Ben flinched at the voice suddenly so close behind him. He wheeled around, breathing hard.
Behind him stood a silhouette of a young woman, maybe a foot or so shorter than he was, with the bony thinness of an early adolescent. Her singing had fallen to a soft and almost soothing hum, but that broke off as well. Then she said, “Hello, Ben.”
“Are…are you Maisie?”
A little giggle. “I am.”
“What do you want?”
She stepped into the moonlight coming from the high window.
Her curtain of light brown hair hung straight and obedient to her shoulders, tucked on both sides behind her ears. Her eyes were doe big, almost anime big, an
d a sharp blue, with soft lashes. A sprinkling of freckles dusted the bridge of her nose and cheeks. Her skin was winter pale, but she wore a little floral summer dress. She looked like a young girl…mostly. There was something a little off, though. She had no scars, no birthmarks, no lines at all anywhere in her skin, which gave Ben the odd impression that Maisie was what his therapist would have called “somewhat idealized,” a doll or mannequin version of a person drawn from imagination and not an actual flesh-and-blood, living person herself. His therapist said that people like him and Henry tended to do that, especially with women and children. Maybe Maisie was what Henry wanted her to be.
Ben thought it more likely that Maisie pretended to be what Henry wanted, but beneath, she was something else. As if in response to his thoughts, he saw that the more he took her in, the more pronounced an unusual feature of hers became: she had a strange patch of glittering, iridescent scales around her left eye and part of her cheek.
After allowing him to study her for a bit, she spoke. “I’ve come to talk to you.”
“About what?”
“Well, about some incantations you have in your head, like those in Toby Ryan’s. I imagine yours will be very helpful…but I can get those from you in just a moment. I’ve also come to discuss with you this pesky little habit you have of talking about us to other people. I’m sorry, but I can’t have that, not just yet.”

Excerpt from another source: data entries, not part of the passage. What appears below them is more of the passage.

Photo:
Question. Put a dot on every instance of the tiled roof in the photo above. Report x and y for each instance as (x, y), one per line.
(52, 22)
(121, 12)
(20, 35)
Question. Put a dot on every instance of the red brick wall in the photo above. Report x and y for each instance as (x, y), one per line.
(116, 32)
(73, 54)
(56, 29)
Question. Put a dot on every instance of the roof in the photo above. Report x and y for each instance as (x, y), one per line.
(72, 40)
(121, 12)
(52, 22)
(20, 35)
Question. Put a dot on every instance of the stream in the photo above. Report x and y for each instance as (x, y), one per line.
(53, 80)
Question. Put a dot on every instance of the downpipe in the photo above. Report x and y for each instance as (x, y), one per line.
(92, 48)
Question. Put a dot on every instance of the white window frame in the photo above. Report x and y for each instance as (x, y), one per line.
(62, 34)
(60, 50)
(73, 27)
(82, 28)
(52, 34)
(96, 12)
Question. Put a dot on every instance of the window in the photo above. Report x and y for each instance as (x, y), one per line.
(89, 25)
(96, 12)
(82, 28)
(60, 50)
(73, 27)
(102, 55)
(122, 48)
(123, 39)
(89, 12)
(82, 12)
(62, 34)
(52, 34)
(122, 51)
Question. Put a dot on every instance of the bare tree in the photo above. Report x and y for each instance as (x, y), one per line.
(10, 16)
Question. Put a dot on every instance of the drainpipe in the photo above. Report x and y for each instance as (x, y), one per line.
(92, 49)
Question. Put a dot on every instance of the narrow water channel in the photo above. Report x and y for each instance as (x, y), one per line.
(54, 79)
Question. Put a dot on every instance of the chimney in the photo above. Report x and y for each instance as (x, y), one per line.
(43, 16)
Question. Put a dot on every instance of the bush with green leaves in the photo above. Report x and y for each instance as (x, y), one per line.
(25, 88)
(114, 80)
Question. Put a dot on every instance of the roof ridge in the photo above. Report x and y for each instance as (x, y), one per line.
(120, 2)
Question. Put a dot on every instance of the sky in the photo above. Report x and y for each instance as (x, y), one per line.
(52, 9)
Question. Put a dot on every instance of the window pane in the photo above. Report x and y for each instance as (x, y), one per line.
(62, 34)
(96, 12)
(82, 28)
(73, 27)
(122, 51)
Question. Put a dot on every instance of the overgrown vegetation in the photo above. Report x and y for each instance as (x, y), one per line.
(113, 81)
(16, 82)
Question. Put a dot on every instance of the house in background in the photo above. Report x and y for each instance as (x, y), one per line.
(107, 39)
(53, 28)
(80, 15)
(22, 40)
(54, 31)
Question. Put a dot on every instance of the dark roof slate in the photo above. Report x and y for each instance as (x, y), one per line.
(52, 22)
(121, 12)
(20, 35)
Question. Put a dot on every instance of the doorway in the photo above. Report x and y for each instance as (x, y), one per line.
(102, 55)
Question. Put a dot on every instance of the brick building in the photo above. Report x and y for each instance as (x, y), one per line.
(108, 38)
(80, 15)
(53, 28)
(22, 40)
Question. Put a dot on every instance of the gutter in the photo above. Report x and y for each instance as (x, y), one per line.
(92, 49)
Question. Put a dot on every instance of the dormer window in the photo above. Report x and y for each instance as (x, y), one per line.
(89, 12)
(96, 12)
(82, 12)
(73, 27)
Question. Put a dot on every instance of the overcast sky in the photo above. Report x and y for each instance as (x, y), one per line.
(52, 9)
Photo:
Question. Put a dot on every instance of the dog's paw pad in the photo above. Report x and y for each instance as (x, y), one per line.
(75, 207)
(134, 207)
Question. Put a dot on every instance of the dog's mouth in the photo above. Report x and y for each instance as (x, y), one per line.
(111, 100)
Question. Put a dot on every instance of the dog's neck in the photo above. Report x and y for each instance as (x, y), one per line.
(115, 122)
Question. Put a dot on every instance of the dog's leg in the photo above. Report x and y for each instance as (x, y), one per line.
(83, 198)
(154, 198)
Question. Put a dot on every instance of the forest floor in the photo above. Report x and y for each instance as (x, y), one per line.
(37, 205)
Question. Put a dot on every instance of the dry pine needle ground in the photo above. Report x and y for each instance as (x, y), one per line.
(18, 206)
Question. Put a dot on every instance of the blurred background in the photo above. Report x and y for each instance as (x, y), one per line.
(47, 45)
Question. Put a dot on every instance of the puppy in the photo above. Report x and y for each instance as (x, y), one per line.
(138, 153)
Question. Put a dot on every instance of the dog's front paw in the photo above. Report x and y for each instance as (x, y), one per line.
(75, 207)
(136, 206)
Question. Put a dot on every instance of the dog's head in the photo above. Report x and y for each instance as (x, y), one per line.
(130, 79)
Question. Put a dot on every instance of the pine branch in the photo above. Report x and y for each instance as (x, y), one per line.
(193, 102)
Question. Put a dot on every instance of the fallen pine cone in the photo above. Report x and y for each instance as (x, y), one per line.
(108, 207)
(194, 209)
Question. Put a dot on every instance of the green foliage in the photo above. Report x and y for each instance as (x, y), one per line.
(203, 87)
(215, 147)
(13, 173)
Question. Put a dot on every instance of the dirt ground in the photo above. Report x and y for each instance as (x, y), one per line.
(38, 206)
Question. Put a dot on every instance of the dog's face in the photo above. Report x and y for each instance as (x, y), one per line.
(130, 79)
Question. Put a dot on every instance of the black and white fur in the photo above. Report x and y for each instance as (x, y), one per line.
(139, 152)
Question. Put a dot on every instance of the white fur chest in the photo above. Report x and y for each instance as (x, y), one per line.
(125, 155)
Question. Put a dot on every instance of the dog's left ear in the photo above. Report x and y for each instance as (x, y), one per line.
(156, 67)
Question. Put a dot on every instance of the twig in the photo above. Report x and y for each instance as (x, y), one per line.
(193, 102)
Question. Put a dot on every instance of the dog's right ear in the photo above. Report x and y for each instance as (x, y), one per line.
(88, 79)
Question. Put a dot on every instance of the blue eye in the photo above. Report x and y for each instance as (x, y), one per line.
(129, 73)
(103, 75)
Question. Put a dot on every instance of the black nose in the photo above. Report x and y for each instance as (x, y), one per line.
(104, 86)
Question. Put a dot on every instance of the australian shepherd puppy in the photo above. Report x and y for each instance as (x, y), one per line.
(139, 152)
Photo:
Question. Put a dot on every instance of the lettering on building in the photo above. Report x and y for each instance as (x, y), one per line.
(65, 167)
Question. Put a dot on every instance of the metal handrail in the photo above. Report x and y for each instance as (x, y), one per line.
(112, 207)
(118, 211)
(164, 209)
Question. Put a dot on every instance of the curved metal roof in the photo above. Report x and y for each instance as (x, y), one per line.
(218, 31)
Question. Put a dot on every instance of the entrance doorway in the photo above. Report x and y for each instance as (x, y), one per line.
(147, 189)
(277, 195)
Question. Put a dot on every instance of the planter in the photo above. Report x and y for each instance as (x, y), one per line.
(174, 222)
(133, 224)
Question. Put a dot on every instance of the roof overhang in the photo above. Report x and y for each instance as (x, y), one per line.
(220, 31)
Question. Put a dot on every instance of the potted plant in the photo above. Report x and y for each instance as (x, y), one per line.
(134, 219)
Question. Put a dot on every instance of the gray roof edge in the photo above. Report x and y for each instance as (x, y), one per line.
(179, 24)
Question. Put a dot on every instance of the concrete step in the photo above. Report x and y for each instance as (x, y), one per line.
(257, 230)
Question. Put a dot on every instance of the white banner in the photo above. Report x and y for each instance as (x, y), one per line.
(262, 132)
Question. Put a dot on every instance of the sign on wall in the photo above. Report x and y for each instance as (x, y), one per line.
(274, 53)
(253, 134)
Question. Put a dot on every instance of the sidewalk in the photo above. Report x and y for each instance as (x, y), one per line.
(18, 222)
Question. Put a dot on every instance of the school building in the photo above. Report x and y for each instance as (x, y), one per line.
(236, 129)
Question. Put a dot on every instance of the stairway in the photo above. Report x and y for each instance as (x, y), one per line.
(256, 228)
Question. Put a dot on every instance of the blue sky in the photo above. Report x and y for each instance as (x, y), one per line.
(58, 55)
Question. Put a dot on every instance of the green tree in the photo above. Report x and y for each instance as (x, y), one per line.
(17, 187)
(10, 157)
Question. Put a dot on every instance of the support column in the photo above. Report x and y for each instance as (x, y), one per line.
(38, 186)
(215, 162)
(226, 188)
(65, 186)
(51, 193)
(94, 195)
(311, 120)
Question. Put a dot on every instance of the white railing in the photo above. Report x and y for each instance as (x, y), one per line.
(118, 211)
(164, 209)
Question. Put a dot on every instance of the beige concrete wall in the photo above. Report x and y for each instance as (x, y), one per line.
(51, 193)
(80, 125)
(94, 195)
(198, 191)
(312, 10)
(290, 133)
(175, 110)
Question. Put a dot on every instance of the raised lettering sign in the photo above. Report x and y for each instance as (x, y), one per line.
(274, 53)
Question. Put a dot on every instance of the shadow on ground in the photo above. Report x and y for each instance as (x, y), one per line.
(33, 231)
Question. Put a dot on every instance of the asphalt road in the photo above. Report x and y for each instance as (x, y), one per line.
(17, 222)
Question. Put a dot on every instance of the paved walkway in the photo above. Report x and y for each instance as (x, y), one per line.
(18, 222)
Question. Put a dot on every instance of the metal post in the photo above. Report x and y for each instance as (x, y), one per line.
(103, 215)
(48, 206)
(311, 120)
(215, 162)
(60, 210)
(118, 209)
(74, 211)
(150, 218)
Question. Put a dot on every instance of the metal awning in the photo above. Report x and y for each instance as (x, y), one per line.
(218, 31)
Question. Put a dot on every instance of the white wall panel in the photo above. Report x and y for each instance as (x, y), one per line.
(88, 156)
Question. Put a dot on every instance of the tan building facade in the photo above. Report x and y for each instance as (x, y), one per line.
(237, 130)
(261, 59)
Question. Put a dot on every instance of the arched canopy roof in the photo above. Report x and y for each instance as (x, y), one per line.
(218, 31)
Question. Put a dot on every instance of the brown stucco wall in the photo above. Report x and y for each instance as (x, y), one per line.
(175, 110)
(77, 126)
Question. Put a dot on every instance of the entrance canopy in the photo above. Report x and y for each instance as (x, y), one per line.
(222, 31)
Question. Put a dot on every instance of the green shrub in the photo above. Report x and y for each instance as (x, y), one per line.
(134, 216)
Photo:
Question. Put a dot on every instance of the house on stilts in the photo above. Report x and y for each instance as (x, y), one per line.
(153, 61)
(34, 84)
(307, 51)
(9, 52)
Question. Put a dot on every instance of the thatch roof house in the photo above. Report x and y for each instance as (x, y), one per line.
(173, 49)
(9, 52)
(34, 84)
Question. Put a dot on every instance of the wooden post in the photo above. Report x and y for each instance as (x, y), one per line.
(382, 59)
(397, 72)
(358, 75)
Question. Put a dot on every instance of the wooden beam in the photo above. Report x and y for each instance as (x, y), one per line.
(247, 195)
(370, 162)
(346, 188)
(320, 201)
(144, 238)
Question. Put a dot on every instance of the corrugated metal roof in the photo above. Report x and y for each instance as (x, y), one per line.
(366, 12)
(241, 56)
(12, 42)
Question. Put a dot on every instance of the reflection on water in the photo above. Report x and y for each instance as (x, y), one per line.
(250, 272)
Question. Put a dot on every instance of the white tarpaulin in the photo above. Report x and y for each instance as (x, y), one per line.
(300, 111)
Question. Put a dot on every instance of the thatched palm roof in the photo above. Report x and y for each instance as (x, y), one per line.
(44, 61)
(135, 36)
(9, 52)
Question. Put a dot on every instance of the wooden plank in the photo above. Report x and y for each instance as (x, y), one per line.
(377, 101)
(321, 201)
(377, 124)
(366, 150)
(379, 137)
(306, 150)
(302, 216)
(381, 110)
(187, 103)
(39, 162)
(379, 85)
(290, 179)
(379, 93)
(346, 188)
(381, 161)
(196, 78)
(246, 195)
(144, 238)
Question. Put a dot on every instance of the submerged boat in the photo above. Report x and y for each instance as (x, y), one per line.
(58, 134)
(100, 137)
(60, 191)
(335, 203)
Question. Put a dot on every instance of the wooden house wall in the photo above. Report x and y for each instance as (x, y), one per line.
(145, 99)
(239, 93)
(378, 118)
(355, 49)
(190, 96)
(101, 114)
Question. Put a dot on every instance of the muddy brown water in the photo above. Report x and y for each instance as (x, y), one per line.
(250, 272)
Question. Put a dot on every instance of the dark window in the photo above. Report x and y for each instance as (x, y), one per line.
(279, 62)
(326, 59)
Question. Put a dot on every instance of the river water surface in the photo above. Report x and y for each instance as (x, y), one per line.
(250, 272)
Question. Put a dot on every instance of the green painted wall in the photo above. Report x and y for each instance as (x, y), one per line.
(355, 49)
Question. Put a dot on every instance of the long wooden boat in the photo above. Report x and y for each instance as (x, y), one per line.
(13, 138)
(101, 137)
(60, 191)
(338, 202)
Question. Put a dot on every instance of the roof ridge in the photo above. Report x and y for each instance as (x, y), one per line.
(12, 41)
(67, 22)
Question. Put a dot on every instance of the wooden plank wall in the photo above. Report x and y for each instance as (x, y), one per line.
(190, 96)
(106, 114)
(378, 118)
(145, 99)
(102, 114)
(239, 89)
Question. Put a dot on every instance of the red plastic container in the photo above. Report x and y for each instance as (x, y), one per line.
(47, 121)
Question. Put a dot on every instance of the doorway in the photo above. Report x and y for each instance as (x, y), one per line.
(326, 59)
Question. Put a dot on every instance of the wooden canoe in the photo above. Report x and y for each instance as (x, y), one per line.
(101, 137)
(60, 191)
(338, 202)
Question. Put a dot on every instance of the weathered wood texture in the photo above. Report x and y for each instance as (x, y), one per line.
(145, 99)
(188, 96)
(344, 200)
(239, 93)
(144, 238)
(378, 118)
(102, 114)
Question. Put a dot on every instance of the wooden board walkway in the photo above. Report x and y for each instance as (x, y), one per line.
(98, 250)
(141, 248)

Ben’s mind raced. “Did you kill Martha? You killed her, didn’t you? And the others…”
Maisie smiled with her perfectly innocent little girl’s mouth.
Ben backed away. “No,” he said. “No! No! Please don’t do this. You don’t have to do this!” He stumbled over the corner of his bed and let out a cry.
“Ben,” Maisie said in that soothing voice, “let’s not be difficult. I just want to talk to you.” She took a step toward him. “I just want to protect Henry.”
“Protect him?” Ben held his breath for a moment. Maybe she wouldn’t kill him after all. Maybe she really did just want to talk.